以下の3つのポイントを押さえておきましょう。
- PayPayの審査基準は「事業の実態」|開業届は必須ではない
- 業種別の申込み対応(訪問・出張・在宅・イベント)
- 初期費用0円・手数料1.98%〜のコスト構造
PayPayの審査基準は「事業の実態」|開業届は必須ではない
PayPayの加盟店審査で確認されるのは「開業届の有無」や「固定店舗の有無」ではなく、「継続的な販売・サービス提供の実態があるか」という点です。
フリーランスや副業として活動を始めたばかりの個人でも、販売実績や活動実態が証明できれば申し込めます。

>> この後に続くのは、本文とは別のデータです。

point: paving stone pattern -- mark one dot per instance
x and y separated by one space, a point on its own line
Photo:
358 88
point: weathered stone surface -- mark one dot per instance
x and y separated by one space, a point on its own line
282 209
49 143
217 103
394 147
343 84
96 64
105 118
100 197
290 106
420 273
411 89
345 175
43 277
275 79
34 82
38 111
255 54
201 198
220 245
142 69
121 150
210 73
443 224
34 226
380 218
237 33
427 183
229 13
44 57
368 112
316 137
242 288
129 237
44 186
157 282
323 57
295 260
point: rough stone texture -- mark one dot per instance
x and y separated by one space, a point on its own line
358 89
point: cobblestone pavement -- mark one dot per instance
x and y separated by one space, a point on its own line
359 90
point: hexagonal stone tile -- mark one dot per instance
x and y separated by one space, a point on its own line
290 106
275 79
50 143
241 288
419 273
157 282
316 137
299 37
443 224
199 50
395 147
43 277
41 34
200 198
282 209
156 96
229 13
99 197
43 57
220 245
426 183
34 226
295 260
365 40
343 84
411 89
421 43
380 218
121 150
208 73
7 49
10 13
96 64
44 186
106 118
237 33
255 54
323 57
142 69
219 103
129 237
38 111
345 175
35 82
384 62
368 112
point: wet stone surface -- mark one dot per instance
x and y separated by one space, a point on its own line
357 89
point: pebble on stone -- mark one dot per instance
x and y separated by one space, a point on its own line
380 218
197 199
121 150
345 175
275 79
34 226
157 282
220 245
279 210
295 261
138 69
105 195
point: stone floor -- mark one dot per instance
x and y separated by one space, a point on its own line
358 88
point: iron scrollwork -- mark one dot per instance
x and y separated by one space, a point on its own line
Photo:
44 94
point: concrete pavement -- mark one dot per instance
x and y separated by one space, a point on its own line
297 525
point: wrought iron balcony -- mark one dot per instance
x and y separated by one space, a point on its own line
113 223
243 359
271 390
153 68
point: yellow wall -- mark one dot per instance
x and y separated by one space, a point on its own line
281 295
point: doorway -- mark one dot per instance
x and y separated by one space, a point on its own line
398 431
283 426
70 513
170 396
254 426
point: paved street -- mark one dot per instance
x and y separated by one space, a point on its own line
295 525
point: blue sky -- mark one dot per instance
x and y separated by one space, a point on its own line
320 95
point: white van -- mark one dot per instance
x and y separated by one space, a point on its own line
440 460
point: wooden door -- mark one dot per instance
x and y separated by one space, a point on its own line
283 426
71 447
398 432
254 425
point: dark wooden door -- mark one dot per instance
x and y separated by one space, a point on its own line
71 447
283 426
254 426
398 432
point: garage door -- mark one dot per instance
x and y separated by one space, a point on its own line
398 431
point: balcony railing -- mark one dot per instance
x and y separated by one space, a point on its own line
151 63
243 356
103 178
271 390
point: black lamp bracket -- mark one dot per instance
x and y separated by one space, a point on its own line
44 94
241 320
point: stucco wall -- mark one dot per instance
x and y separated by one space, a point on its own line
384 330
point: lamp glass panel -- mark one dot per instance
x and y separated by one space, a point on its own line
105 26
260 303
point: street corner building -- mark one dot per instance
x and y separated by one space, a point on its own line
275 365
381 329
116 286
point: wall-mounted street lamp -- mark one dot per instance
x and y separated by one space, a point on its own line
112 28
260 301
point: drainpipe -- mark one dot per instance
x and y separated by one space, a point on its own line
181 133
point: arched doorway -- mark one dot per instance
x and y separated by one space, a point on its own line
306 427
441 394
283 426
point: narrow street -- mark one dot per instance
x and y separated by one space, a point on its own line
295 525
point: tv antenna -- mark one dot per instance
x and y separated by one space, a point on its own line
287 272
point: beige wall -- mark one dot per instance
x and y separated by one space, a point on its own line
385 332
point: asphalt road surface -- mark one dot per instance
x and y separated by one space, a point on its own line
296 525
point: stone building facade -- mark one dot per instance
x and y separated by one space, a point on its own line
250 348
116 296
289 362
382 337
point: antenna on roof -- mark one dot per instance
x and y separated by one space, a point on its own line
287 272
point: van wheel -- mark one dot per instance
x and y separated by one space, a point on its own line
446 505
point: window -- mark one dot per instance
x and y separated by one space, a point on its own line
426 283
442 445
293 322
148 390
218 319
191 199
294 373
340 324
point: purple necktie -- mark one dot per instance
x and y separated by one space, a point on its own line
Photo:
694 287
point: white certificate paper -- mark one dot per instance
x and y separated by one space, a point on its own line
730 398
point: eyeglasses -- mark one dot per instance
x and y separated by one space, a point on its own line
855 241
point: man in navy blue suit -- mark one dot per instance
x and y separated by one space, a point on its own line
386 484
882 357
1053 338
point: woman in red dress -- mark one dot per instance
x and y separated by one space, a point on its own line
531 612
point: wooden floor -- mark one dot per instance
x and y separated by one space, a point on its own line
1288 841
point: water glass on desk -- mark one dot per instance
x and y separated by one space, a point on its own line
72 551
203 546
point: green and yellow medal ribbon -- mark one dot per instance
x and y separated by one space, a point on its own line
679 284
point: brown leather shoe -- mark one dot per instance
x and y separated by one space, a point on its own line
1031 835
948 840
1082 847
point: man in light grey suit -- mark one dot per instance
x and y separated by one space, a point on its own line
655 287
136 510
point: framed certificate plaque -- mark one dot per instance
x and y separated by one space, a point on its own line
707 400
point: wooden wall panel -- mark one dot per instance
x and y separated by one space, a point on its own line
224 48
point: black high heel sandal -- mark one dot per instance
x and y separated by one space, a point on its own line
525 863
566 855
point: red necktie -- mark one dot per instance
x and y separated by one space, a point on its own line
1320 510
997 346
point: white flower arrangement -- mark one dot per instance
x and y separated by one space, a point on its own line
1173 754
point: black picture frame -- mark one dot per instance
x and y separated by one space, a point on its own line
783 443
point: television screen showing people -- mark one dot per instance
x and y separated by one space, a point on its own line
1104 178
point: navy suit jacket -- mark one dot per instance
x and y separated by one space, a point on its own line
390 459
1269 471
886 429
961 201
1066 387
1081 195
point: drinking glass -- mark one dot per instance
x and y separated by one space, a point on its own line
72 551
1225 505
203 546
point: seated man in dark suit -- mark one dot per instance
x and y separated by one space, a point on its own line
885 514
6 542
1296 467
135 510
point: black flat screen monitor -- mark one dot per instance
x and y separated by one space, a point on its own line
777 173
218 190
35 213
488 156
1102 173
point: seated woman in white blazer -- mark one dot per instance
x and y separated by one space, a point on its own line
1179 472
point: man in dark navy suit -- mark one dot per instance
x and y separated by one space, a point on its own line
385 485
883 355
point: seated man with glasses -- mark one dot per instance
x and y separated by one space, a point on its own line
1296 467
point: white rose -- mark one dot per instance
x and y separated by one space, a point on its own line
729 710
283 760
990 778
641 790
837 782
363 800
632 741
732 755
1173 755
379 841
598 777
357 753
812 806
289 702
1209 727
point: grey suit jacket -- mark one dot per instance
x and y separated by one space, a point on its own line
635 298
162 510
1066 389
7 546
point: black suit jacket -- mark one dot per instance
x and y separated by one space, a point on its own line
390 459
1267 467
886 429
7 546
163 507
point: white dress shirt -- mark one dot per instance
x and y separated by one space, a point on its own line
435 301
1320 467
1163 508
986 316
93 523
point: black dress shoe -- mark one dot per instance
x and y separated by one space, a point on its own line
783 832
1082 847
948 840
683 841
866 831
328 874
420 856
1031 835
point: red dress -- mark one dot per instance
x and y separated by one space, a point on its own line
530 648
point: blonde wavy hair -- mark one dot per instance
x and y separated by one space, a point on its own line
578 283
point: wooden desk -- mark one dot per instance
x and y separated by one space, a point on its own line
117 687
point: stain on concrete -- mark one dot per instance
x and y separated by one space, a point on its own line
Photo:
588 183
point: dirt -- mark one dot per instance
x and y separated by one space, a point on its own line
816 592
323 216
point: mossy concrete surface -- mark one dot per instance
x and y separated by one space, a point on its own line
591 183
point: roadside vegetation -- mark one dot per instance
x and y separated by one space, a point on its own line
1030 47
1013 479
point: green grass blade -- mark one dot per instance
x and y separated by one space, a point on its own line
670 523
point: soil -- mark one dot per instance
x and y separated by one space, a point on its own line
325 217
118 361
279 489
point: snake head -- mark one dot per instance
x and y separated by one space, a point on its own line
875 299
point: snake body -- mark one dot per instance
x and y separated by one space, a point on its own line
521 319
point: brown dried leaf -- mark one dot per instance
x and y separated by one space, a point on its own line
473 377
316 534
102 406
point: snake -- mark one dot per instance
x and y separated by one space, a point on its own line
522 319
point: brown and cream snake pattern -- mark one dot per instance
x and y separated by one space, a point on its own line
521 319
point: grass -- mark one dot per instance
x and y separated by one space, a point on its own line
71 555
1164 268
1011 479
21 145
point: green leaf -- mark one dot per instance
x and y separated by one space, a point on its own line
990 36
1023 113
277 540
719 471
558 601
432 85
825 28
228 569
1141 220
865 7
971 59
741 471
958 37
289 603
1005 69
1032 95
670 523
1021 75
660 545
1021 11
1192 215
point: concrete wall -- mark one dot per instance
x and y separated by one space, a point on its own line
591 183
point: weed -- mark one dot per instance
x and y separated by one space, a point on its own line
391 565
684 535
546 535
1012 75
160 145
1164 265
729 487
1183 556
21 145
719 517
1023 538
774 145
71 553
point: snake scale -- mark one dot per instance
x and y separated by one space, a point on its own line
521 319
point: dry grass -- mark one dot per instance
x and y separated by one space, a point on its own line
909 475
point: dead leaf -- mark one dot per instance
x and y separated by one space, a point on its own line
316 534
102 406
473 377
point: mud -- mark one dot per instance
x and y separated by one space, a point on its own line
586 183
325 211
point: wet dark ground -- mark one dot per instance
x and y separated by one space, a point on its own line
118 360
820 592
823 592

申込条件は「日本在住の18歳以上であること」と「有効な本人確認書類を持っていること」の2点のみです。
開業届や確定申告書の提出は求められておらず、事業を始めたばかりの個人事業主でも問題ありません。
「フリーランスデザイナーで開業届なしだったが申し込めた」「副業で訪問美容を始めたばかりだが通過した」という声が多くあります。
申し込み後に開業届を提出することも問題なく、開業届を出すタイミングを悩んでいる方でも先に申し込んで構いません。
詳しい評判・審査情報はPayPayの評判と実際の口コミまとめもご覧ください。
業種別の申込み対応表(訪問・出張・在宅・イベント)
店舗なし個人事業主がPayPayを申し込む際、「販売形態」の選択と「用意する写真」が業種によって異なります。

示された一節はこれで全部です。